蒼太が心細い様子で、由美と直哉を交互に見ている。

「あれ、蒼ちゃんはパパがわからない?」

とも子が不思議そうな顔をしている。

「あのね、ともちゃん。蒼太はずっとパソコンの画面でしかパパを見たことがなかったから、実物のパパがとっても大きくて驚いてるのよ」

由美が説明すると、とも子も納得したようだ。

「よかったね、蒼ちゃん。
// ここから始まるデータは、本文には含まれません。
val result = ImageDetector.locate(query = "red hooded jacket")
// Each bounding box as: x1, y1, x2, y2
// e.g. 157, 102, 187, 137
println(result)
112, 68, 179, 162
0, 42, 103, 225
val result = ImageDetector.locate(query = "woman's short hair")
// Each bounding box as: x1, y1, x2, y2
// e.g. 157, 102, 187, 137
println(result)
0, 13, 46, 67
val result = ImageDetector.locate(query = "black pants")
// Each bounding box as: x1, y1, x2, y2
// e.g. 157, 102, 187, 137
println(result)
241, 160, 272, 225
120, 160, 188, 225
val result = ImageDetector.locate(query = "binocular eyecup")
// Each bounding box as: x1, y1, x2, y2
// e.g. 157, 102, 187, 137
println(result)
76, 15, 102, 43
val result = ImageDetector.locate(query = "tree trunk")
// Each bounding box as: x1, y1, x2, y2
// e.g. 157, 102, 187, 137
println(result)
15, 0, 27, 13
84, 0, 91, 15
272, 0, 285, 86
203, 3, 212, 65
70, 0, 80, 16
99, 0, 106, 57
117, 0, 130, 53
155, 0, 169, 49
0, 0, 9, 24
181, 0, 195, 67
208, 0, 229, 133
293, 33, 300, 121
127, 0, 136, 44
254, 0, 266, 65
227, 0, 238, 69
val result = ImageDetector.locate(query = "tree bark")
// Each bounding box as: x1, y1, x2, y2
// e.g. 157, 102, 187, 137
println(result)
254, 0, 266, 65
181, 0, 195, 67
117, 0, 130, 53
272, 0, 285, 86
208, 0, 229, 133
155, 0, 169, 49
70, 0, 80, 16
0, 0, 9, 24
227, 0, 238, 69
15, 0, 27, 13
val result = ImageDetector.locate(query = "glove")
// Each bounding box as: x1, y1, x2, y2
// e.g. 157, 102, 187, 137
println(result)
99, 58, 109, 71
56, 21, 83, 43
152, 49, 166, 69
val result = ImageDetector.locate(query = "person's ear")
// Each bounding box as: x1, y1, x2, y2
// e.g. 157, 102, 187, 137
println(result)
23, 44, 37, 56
パパがおうちに帰ってきて」
「蒼太! パパはこれからずっと蒼太と一緒だからね」

直哉はとにかく、蒼太を独占したいらしい。
とも子の母から受け取ると、ぶんぶん揺らしてから抱っこしている。

「パパ? パパ!」

やっと理解出来たのか、蒼太が直哉の首に抱き着いた。
背の高い直哉が抱き上げると、蒼太は天井に届きそうなくらいだ。
父子にむかって、由美は明るく大きな声で言った。

「おかえり、直哉。おかえり蒼太」
「ただいま、由美」「ママ!」

父と息子の声が重なった。
父子が良く似ているとその場にいた人たちは盛り上がり、立花診療所の待合室は明るい笑い声でいっぱいになった。


春まだ早い、穏やかな昼下がりの事だった。